Kalabalık sosyal ortamlardan uzak kalmaya çalıştığımız şu günlerin kendine has tatlı yanları olduğunu da sık sık dile getirdik. Aynı evin içinde yaşasak da vakit geçiremediğimiz yahut geçirmediğimiz ailemizle vakit geçirmek, ertelediğimiz işleri yapmaya vakit bulmak ve okunması gereken kitaplardan, makalelerden sıyrılıp kitaplığımızda uzun süredir bizi bekleyen ve bir türlü önceliğe sahip olamayan kitapların sonunda kapağını açma fırsatını edinmek Benim kitaplığımda bu kitaplardan biri de Fernanda Pessoa tarafından kaleme alınan Huzursuzluğun Kitabı idi. Portekizli Pessoa, birçok ünlü edebiyatçı gibi 1888den 1935e kadar süren kısa ömründe pek de ünlü sayılmazdı. Ancak hayatını kaybettikten sonra sandığından çıkan eserlerin bir araya getirilmesi ile oluşan Huzursuzluğun Kitabı onun ölümünden sonra ün kazanmasının sebeplerinin başında geliyordu. Huzursuzluğun Kitabı birçokları için her insanın hayatının bir noktasında sorguladığı varoluşunun nedenleri, duygu karmaşaları gibi birtakım konuları entelektüel dilde anlatmaktan başka pek de bir vasfı bulunmayan bir kitap, üstelik kitap bir derleme olduğu için yer yer tekrarlara da rastlamak mümkün.

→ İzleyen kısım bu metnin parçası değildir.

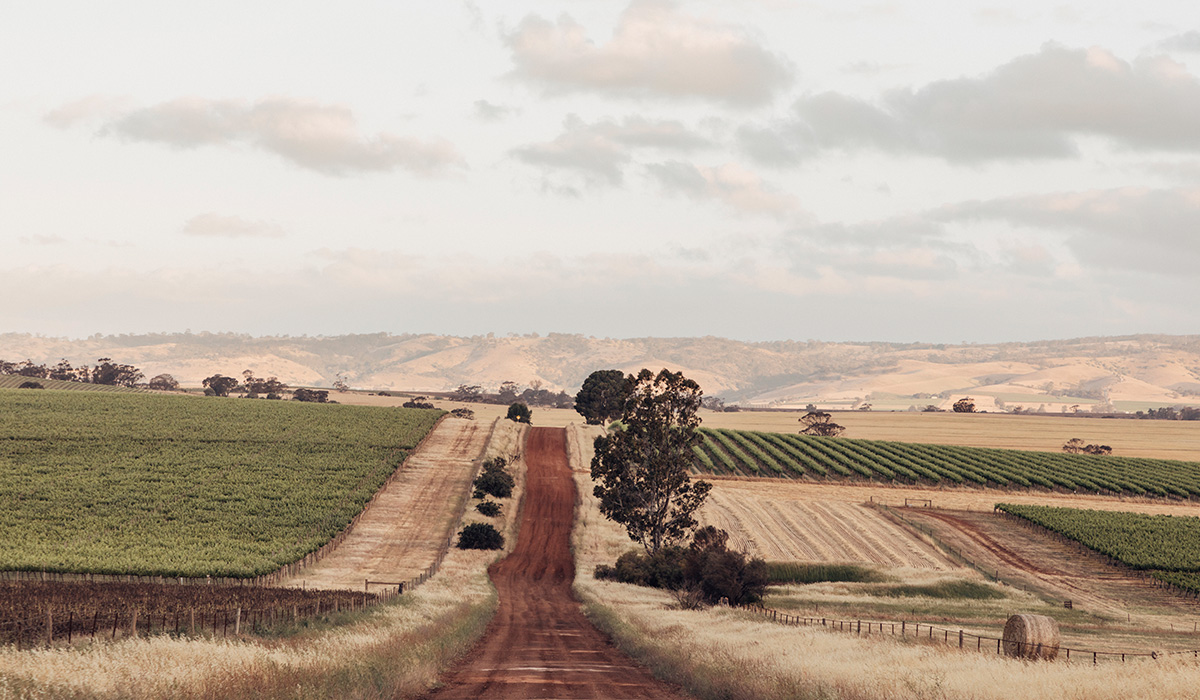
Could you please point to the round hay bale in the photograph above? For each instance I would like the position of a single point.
(1032, 636)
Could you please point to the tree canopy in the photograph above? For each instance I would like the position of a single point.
(520, 413)
(821, 424)
(603, 396)
(641, 471)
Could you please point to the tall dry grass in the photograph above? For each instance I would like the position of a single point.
(393, 651)
(733, 654)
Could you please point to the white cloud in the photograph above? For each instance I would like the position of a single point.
(657, 51)
(1131, 228)
(214, 225)
(599, 151)
(87, 109)
(730, 184)
(40, 239)
(1033, 107)
(1188, 41)
(319, 137)
(492, 112)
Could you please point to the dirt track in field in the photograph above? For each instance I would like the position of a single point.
(539, 644)
(412, 516)
(1041, 562)
(780, 528)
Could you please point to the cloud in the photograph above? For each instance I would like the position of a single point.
(654, 52)
(1129, 228)
(41, 239)
(214, 225)
(599, 151)
(319, 137)
(490, 112)
(85, 109)
(1188, 41)
(1033, 107)
(730, 184)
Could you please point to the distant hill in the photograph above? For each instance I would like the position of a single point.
(1128, 372)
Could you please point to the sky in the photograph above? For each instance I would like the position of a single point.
(757, 169)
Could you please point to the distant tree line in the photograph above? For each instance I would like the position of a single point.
(510, 393)
(106, 371)
(1170, 413)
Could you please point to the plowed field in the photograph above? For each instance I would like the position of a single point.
(781, 528)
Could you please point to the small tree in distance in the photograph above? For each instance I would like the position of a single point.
(603, 396)
(821, 424)
(165, 383)
(220, 384)
(520, 413)
(641, 472)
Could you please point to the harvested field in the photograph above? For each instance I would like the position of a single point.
(1035, 560)
(1168, 440)
(412, 518)
(781, 528)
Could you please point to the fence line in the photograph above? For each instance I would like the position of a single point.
(269, 579)
(946, 635)
(49, 629)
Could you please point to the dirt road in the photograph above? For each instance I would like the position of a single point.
(412, 516)
(539, 644)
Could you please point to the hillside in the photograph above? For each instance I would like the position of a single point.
(1132, 372)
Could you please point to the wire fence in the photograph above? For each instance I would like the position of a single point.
(959, 638)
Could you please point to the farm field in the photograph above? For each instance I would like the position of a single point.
(815, 531)
(412, 518)
(713, 648)
(1169, 440)
(1167, 546)
(790, 456)
(185, 486)
(16, 381)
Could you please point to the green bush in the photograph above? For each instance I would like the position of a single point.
(706, 564)
(480, 536)
(520, 413)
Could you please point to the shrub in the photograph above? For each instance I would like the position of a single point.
(706, 569)
(311, 395)
(417, 402)
(480, 536)
(520, 413)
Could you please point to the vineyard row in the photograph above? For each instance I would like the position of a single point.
(797, 456)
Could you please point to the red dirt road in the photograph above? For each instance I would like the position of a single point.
(539, 644)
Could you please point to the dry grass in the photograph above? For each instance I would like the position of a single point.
(733, 654)
(1171, 440)
(393, 651)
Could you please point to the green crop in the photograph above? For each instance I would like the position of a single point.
(111, 483)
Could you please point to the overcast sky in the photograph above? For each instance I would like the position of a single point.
(757, 169)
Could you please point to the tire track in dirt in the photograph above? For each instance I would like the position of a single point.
(811, 530)
(540, 644)
(412, 516)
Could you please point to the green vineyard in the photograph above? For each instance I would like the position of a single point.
(16, 381)
(1168, 546)
(117, 483)
(797, 456)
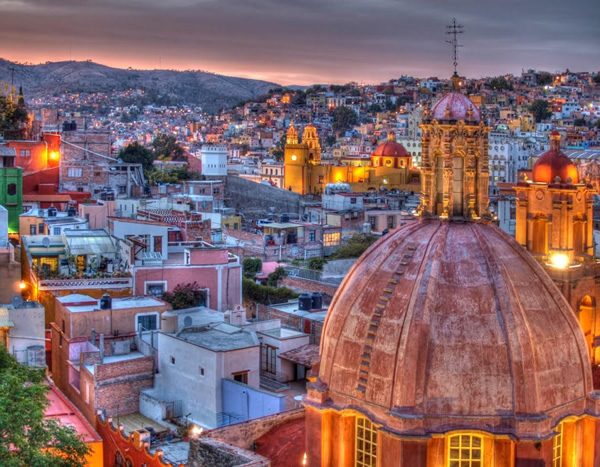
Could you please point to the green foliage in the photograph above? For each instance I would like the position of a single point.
(265, 294)
(135, 153)
(276, 276)
(27, 438)
(316, 263)
(185, 296)
(539, 110)
(355, 246)
(344, 118)
(12, 117)
(251, 267)
(166, 146)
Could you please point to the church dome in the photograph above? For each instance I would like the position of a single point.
(455, 106)
(390, 149)
(444, 325)
(554, 163)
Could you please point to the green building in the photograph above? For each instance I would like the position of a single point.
(11, 187)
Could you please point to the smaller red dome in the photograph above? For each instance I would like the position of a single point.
(390, 149)
(554, 163)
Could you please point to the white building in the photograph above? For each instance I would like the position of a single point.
(214, 160)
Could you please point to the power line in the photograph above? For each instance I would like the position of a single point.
(454, 30)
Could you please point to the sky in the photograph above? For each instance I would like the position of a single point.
(307, 41)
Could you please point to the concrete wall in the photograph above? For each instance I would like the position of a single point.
(247, 403)
(249, 197)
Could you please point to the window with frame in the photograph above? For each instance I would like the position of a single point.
(74, 172)
(156, 290)
(366, 443)
(147, 322)
(557, 447)
(240, 376)
(332, 239)
(465, 451)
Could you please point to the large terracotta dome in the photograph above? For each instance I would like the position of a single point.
(390, 149)
(455, 106)
(554, 163)
(444, 324)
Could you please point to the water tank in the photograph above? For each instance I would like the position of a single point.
(168, 322)
(317, 301)
(105, 302)
(304, 302)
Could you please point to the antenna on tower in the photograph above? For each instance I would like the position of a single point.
(454, 30)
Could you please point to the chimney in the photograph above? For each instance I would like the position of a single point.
(101, 348)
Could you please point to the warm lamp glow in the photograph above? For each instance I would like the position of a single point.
(559, 260)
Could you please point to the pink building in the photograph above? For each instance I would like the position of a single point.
(158, 263)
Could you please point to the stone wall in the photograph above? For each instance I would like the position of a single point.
(255, 199)
(207, 452)
(244, 434)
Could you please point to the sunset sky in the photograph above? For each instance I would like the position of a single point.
(306, 41)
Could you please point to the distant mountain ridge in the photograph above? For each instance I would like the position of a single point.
(209, 90)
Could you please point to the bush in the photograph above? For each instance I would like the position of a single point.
(251, 267)
(276, 276)
(316, 263)
(355, 247)
(265, 294)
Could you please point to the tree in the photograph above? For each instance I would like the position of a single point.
(185, 296)
(12, 119)
(135, 153)
(166, 146)
(539, 110)
(27, 437)
(344, 118)
(251, 267)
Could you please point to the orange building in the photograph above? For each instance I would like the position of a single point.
(555, 223)
(390, 166)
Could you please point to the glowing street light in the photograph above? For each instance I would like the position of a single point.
(559, 260)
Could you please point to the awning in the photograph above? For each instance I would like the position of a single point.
(304, 355)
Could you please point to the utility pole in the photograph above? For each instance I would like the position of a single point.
(454, 30)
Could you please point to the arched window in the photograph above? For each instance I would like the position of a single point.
(366, 443)
(465, 451)
(557, 447)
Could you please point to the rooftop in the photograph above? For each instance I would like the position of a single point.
(79, 303)
(219, 337)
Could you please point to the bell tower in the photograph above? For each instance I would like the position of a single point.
(555, 223)
(454, 167)
(296, 160)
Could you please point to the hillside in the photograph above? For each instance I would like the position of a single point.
(209, 90)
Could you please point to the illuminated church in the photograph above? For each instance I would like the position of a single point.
(305, 173)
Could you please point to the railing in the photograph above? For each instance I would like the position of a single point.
(85, 283)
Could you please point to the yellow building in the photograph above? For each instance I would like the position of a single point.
(390, 166)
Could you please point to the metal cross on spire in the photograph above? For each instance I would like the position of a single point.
(454, 30)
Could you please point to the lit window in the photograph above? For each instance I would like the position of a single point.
(465, 451)
(557, 448)
(332, 239)
(366, 443)
(74, 172)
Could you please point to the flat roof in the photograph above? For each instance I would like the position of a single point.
(79, 303)
(219, 337)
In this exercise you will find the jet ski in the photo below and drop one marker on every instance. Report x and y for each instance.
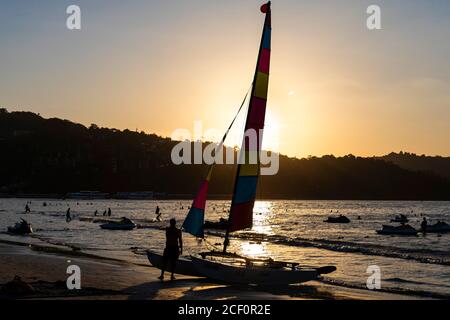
(123, 224)
(340, 219)
(400, 219)
(222, 224)
(403, 230)
(22, 228)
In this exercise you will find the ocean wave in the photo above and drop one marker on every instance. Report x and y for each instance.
(419, 255)
(392, 290)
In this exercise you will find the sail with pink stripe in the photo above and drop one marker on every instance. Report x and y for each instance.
(241, 213)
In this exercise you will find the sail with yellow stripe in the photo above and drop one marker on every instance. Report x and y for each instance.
(241, 213)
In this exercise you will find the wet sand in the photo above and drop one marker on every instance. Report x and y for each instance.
(106, 279)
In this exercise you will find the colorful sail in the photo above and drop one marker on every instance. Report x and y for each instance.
(241, 213)
(195, 219)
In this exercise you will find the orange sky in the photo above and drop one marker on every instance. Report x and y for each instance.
(335, 87)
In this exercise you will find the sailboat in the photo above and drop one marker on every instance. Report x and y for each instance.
(222, 265)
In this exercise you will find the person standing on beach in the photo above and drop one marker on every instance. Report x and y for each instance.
(174, 247)
(68, 217)
(158, 213)
(424, 224)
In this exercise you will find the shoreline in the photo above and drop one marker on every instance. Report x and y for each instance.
(105, 278)
(212, 198)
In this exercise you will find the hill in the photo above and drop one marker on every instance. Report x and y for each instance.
(58, 156)
(437, 164)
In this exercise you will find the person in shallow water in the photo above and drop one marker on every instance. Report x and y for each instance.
(158, 213)
(174, 247)
(68, 217)
(424, 224)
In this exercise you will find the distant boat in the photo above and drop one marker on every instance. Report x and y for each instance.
(230, 267)
(400, 218)
(87, 195)
(123, 224)
(21, 228)
(145, 195)
(339, 219)
(439, 227)
(403, 230)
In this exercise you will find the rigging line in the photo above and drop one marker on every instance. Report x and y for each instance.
(234, 119)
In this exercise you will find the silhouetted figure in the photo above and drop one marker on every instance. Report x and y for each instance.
(68, 217)
(424, 224)
(174, 247)
(158, 213)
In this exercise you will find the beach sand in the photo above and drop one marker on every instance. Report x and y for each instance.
(106, 279)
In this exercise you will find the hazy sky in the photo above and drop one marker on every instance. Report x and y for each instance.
(335, 86)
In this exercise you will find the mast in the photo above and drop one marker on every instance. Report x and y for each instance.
(246, 181)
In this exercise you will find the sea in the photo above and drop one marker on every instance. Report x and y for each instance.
(293, 231)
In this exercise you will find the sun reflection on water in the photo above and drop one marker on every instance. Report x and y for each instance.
(254, 249)
(262, 217)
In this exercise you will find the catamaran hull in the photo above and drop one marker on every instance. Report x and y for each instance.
(259, 276)
(184, 265)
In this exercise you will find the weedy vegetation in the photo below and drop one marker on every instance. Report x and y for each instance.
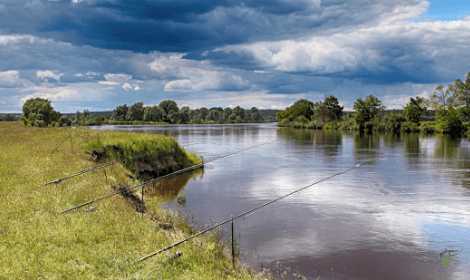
(104, 242)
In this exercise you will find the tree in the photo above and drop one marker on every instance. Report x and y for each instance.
(154, 114)
(203, 113)
(194, 116)
(366, 110)
(464, 94)
(214, 114)
(168, 106)
(393, 121)
(448, 121)
(135, 112)
(119, 114)
(329, 110)
(39, 109)
(8, 118)
(64, 121)
(445, 99)
(184, 114)
(414, 109)
(239, 111)
(301, 107)
(255, 115)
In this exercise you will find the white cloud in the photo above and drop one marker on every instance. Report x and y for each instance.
(397, 44)
(117, 77)
(185, 84)
(10, 79)
(3, 9)
(195, 75)
(53, 94)
(52, 74)
(108, 83)
(128, 86)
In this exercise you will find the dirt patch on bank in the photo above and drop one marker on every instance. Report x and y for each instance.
(131, 199)
(152, 165)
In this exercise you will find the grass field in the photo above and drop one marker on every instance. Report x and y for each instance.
(38, 243)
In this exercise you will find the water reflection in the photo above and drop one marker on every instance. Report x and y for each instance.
(169, 188)
(389, 220)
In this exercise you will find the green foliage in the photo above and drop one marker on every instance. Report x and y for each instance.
(366, 111)
(171, 109)
(120, 113)
(328, 110)
(135, 112)
(64, 121)
(464, 94)
(414, 109)
(409, 127)
(39, 112)
(427, 127)
(284, 123)
(8, 118)
(301, 107)
(448, 121)
(154, 114)
(443, 99)
(347, 124)
(393, 121)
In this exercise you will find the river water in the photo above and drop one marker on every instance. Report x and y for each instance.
(394, 218)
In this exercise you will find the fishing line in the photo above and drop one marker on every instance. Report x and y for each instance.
(252, 210)
(162, 177)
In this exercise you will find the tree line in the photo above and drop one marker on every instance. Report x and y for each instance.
(168, 111)
(451, 105)
(39, 112)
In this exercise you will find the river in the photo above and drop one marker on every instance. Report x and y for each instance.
(394, 218)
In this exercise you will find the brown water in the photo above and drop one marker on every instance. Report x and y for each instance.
(390, 219)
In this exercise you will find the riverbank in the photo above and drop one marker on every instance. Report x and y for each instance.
(104, 242)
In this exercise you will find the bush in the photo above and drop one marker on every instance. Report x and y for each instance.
(332, 125)
(347, 124)
(448, 121)
(409, 127)
(393, 121)
(284, 123)
(427, 127)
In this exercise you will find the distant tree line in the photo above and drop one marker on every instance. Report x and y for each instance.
(168, 111)
(39, 112)
(8, 118)
(450, 105)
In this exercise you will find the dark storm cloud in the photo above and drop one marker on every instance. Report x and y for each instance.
(186, 26)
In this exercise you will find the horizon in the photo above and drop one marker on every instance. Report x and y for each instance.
(99, 54)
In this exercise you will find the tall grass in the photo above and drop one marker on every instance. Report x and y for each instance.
(36, 242)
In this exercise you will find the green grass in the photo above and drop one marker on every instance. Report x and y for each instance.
(38, 243)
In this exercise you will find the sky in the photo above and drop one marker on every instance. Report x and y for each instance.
(100, 54)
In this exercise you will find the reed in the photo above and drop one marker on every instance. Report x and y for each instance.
(36, 242)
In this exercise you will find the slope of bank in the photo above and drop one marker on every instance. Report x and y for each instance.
(105, 241)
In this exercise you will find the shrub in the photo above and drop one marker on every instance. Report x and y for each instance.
(393, 121)
(427, 127)
(284, 123)
(409, 127)
(448, 121)
(348, 124)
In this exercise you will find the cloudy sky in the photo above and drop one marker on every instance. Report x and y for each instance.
(99, 54)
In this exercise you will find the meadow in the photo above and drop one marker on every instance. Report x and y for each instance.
(103, 243)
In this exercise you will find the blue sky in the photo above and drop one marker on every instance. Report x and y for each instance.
(99, 54)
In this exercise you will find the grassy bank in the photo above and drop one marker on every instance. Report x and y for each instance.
(38, 243)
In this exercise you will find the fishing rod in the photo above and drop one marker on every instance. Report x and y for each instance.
(251, 210)
(102, 166)
(162, 177)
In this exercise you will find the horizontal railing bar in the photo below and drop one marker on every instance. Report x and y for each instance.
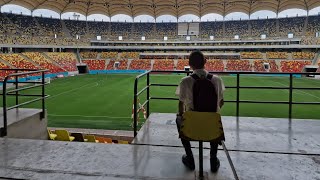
(142, 90)
(27, 102)
(168, 85)
(25, 88)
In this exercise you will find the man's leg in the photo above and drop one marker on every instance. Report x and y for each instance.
(214, 161)
(187, 159)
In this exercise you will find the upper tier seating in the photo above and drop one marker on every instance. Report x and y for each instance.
(251, 55)
(108, 55)
(277, 55)
(163, 65)
(259, 65)
(43, 62)
(214, 65)
(18, 61)
(67, 61)
(303, 55)
(95, 64)
(89, 55)
(238, 65)
(294, 66)
(140, 65)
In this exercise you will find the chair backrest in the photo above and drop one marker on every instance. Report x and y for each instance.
(62, 135)
(78, 137)
(202, 126)
(91, 138)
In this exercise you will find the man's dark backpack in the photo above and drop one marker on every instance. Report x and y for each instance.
(205, 98)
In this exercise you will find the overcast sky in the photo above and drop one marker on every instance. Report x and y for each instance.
(164, 18)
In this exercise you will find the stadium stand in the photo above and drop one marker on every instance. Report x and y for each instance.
(88, 55)
(238, 65)
(215, 65)
(67, 61)
(208, 29)
(18, 61)
(266, 26)
(293, 25)
(303, 55)
(95, 64)
(166, 29)
(130, 55)
(26, 24)
(140, 64)
(277, 55)
(108, 55)
(182, 63)
(259, 65)
(293, 66)
(43, 62)
(163, 65)
(251, 55)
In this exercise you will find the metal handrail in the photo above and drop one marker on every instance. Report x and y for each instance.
(15, 92)
(290, 87)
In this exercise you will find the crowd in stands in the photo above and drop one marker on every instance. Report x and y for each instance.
(88, 55)
(238, 65)
(67, 61)
(95, 64)
(277, 55)
(313, 25)
(251, 55)
(266, 26)
(181, 64)
(140, 64)
(130, 55)
(303, 55)
(215, 65)
(163, 65)
(294, 66)
(43, 62)
(16, 60)
(293, 25)
(259, 66)
(108, 55)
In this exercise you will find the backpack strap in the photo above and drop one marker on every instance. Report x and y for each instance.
(194, 76)
(209, 76)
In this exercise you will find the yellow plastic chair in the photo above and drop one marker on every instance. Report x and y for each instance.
(202, 127)
(123, 142)
(63, 135)
(51, 135)
(91, 138)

Ancak hayatlarımızın yavaşladığı, bir gün gündemimizin ortasında bulduğumuz bir virüsün sevdiklerimizi, işlerimizi bizden aldığı bir ortamda kitapta denk geldiğim cümleler yeni normalimizden önce okusaydım kazanacağı anlamlarından bambaşka anlamlar kazandı. Bunlardan bir tanesi Tek derdimiz kendimizi oyalamak, bu doğru; ne var ki yazgısını unutmak için boş işlerle uğraşan tutuklular gibi değil, vakit geçirmek için yastık kenarı işleyen genç kızlar gibiyiz, hepsi bu. cümlesiydi. Peki, kitapta rastlanabilecek onlarca süslü cümlenin içinde bu cümle beni niçin bu kadar etkiledi açıklamaya çalışayım.
Doğum ve ölüm arasında kendimizi oyalamaktan ibaret olan hayatlarımızda insanların yazgısını unutmak için boş işlerle uğraşanlar ve vakit geçirmek için yastık kenarı işleyenler şeklinde ikiye ayrıldıkları gibi bir genelleme yapmak mümkün değil belki ancak herkesin hayatının en az bir döneminde bu iki karakter arasında bir seçime gittiğini düşünmeden de edemiyorum. Söz gelimi, bir siyasi olayın ardından alanına göre yazan çizen, araştıran ve insanları bilgilendirmeye çalışan bir gazeteci yastık kenarı işlemek gibi bir ürün ortaya koyarken klavyesinin başında konuya dair bir emek vermeden, önyargılarını hakikatin önüne koyarak yorum yapanların boş işlerle uğraşan tutuklular profilinde olduğunu söylemek mümkün.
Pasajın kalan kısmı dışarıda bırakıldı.